Por la mañana, un poco más allá de las siete y media, la luna estaba bajando por la sierra de la cruz de Guils. Se dibujaba redonda, luminosa, diría que contenta de la noche que había pasado, contra el cielo azul y limpio de nubes de la mañana. Ya clareaba.
Me he apresurado a hacer lo que tenía que hacer en los corrales y cuando volvía a casa para desayunar estaba aún más cerca del horizonte, siguiendo pausada su camino.
He dudado unos segundos, he entrado en casa y te he cogido de la mano para sacarte fuera… el espectáculo lo merecía y nos hemos quedado parados más debajo de casa mirando cómo se hundía poco a poco, cómo rozaba las ramas de los pinos más altos, como parecía abrazarlos.
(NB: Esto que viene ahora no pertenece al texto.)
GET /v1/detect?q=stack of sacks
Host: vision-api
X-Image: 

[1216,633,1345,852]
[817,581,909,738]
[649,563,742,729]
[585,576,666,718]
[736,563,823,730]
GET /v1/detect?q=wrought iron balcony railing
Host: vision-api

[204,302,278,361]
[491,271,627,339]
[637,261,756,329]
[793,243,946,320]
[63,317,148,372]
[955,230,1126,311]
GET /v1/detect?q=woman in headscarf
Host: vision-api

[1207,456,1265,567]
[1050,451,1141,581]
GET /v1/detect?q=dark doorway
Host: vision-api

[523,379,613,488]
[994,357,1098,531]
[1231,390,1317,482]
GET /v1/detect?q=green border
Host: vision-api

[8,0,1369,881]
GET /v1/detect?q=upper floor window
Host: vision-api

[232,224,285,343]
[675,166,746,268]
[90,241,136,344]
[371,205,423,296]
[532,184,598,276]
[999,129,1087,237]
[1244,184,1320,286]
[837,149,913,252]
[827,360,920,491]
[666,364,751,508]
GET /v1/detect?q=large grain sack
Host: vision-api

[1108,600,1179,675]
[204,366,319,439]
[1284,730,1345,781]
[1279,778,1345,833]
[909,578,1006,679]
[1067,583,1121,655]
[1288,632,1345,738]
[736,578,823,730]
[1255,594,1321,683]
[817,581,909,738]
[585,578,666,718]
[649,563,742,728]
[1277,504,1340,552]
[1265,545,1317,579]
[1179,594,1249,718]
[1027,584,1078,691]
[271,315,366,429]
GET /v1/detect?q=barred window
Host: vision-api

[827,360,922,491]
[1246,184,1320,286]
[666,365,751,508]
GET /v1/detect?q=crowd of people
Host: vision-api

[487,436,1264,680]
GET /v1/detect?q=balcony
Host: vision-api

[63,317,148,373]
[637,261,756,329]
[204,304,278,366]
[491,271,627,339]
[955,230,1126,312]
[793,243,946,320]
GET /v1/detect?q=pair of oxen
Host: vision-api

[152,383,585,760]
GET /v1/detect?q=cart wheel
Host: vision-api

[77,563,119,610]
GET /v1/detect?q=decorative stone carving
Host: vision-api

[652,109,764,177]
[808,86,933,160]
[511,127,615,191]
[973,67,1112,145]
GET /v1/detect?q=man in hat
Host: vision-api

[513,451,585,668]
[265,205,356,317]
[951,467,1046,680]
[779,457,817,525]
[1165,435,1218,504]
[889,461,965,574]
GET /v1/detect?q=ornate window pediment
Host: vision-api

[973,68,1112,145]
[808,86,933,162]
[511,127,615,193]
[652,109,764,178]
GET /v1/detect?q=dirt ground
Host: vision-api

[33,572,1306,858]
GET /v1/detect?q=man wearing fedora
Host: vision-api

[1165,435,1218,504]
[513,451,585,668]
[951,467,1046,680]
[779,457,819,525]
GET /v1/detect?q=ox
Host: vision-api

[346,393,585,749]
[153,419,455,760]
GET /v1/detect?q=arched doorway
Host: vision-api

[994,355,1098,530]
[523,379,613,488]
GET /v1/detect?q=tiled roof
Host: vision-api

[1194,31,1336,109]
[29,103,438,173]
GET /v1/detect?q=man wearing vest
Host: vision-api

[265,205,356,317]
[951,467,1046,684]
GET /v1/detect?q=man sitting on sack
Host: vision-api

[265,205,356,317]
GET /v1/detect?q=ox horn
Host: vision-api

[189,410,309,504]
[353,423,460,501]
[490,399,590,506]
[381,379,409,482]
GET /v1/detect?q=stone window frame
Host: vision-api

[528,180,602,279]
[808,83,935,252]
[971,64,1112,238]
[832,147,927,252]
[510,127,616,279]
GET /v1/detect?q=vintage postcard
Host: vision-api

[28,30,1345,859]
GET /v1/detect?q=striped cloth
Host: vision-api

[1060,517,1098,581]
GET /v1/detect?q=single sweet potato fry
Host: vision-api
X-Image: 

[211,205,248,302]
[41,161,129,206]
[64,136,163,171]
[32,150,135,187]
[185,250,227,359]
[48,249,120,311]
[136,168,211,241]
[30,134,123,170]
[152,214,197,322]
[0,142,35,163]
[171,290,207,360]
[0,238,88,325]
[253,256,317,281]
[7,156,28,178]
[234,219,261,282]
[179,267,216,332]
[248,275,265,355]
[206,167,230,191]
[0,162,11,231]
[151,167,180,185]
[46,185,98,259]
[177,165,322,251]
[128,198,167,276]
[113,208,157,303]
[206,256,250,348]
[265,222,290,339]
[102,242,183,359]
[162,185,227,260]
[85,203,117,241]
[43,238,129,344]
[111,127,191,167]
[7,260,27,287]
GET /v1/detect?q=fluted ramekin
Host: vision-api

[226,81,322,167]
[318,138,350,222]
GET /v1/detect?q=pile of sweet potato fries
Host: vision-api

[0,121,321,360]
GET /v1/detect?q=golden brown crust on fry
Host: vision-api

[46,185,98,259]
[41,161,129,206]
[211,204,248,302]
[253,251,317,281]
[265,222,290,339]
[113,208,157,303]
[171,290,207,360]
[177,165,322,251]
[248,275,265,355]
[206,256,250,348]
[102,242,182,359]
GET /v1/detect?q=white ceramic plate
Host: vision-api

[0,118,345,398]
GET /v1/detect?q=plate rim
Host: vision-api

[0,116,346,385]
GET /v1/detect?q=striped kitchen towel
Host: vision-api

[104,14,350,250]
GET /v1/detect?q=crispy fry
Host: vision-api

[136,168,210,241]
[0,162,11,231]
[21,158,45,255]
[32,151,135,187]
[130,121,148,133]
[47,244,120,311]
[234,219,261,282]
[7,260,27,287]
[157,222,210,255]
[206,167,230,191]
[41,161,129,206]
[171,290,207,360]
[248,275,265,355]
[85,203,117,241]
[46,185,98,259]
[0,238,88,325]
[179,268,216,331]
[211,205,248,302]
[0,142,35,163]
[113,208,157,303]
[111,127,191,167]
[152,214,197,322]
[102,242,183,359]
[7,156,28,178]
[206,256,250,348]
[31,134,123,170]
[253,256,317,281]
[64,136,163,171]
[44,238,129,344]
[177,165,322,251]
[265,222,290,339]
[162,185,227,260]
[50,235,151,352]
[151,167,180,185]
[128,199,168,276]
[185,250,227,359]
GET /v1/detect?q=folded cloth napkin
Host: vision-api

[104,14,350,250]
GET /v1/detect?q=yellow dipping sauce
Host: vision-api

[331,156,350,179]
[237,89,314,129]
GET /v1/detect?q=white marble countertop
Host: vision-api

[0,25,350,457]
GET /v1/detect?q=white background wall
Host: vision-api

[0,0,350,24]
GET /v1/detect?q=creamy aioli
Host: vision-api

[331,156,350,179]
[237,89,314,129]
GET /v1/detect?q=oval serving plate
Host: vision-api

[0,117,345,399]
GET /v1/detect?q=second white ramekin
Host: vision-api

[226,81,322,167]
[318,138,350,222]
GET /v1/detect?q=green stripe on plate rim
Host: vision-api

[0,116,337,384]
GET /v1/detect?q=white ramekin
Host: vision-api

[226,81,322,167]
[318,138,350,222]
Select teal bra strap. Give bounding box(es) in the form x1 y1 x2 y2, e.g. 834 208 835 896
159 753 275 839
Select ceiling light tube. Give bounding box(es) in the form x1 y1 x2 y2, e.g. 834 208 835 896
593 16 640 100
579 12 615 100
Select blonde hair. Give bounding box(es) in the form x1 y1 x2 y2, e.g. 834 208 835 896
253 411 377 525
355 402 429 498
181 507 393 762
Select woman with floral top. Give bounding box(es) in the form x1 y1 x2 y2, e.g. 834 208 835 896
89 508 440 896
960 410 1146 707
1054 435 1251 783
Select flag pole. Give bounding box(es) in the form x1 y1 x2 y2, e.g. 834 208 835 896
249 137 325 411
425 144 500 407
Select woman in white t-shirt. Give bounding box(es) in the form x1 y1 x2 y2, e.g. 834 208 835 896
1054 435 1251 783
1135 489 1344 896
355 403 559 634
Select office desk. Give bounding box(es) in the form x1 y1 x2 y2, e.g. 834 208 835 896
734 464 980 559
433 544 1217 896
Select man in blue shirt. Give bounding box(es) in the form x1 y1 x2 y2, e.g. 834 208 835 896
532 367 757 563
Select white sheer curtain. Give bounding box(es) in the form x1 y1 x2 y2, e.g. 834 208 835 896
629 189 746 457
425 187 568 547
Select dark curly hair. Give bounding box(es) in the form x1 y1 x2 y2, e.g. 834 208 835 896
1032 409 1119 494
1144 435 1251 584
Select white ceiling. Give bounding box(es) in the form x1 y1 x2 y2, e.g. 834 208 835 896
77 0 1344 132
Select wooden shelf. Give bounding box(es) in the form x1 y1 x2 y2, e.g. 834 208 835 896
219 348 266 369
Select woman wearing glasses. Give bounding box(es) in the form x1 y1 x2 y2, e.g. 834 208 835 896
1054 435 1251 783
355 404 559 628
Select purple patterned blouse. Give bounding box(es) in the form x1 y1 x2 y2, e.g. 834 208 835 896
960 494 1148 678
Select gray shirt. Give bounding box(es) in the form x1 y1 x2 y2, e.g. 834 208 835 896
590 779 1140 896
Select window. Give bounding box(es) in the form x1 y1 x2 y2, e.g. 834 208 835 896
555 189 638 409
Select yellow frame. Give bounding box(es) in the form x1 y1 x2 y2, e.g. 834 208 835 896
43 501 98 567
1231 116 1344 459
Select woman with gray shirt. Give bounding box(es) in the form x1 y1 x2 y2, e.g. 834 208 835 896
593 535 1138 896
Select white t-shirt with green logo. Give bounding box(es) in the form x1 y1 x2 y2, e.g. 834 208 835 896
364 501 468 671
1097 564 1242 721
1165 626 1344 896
Recordaba la visión de esta misma luna la noche antes, primero insinuando su luz en entre unas estelas de nube blanca creando una luz misteriosa mientras subíamos el puerto del Cantó, ya bien visible al comenzar el puerto y desde la sierra después donde se ve todo el valle hasta el Cadí y el Port del Compte, y durante el camino de bajada de vez en cuando, hasta desaparecer. Después ya completa tras el Roc de les Agudes cuando llegamos a casa.
Se veía más dorada recortada en el cielo, percibíamos las manchas de su superficie, su personal orografía – si se puede decir así -. Iluminaba tenuemente el paisaje hasta el punto de poder pasar por los caminos no arbolados sin ningún peligro una vez la vista acostumbrada. La seguimos durante un rato y nos despedimos de ella antes de ir a dormir y de encargarle el cuidado de nuestro mundo, como siempre.
“Tenemos pan tostando en la sartén”, de prisa a la cocina… al poner el pie en el primer escalón de la puerta el olor a chamusquina ya era evidente. Nos hemos mirado: “demasiado tarde”. Hemos repetido las tostadas, pero, para mí, han sido unos minutos bien aprovechados, muy especiales.
Gracias por acompañarme.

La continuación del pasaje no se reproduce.